Designing more robust hip prostheses so clinicians can personalize joints depending on the patient’s gender, weight, age, and gait requires a lot of observation. So, researchers at Rice University’s Brown School of Engineering are studying, simulating, and tracking how hips evolve. The research incorporates fluid dynamics and roughness of the joint surfaces as well as factors clinicians typically use to predict how well implants will last throughout 15-year expected lifetimes.
Higgs and co-lead authors Nia Christian, a Rice graduate student; and Gagan Srivastava, a mechanical engineering lecturer at Rice and now a research scientist at Dow Chemical, reported their results in Biotribology.
The researchers looked beyond earlier mechanical studies and standard clinical practices that use walking to evaluate artificial hips without incorporating higher- impact activities.

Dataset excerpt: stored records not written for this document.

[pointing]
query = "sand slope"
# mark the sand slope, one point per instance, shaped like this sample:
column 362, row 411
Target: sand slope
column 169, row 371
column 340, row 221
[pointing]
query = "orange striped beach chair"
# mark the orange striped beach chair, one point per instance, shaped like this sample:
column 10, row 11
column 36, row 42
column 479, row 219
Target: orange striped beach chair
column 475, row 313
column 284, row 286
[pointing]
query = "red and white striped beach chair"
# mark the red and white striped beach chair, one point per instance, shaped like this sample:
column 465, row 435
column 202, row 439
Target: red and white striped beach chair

Rice mechanical engineer and bioengineer B.J. Fregly invited Higgs’ Particle Flow and Tribology Lab to collaborate on his work to model human motion and improve life for patients with neurologic and orthopedic impairments.
“He wanted to know if we could predict how long their best candidate hip joints would last,” says Higgs, Rice’s John and Ann Doerr Professor in Mechanical Engineering and a joint professor of bioengineering, whose father’s knee replacement partially inspired the study. “So, our model uses the walking motion of real patients.”
Physical simulators need to run millions of cycles to predict wear and failure points. Higgs’ model seeks to speed the process by analyzing motion capture data from Fregly’s lab and instrumented hip implant data that Georg Bergmann studies at the Free University of Berlin.
The new study incorporates four distinct modes – contact mechanics, fluid dynamics, wear, and particle dynamics – at play in hip motion. One issue others didn’t consider was changing the makeup of the lubricant between bones, synovial fluid, an extracellular liquid secreted by the synovial membrane connective tissue that lines the joint. Following hip replacement, the preserved membrane continues to express fluid.
“In healthy natural joints, the fluid generates enough pressure so that you don’t have contact, so we all walk without pain,” Higgs says. “But an artificial hip joint generally undergoes partial contact, which increasingly wears and deteriorates your implanted joint over time.”
That rubbing – called mixed lubrication in Higgs’ lab – can increase wear debris, especially from the ultrahigh molecular weight polyethylene plastic commonly used as the acetabular cup. Particles, estimated at up to 5µm, mix with synovial fluid and sometimes escape the joint.
“Eventually, they can loosen the implant or cause the surrounding tissue to break down,” Christian says. “And they often get carried to other parts of the body, where they can cause osteolysis. There’s a lot of debate over where they end up, but you want to avoid having them irritate the rest of your body.”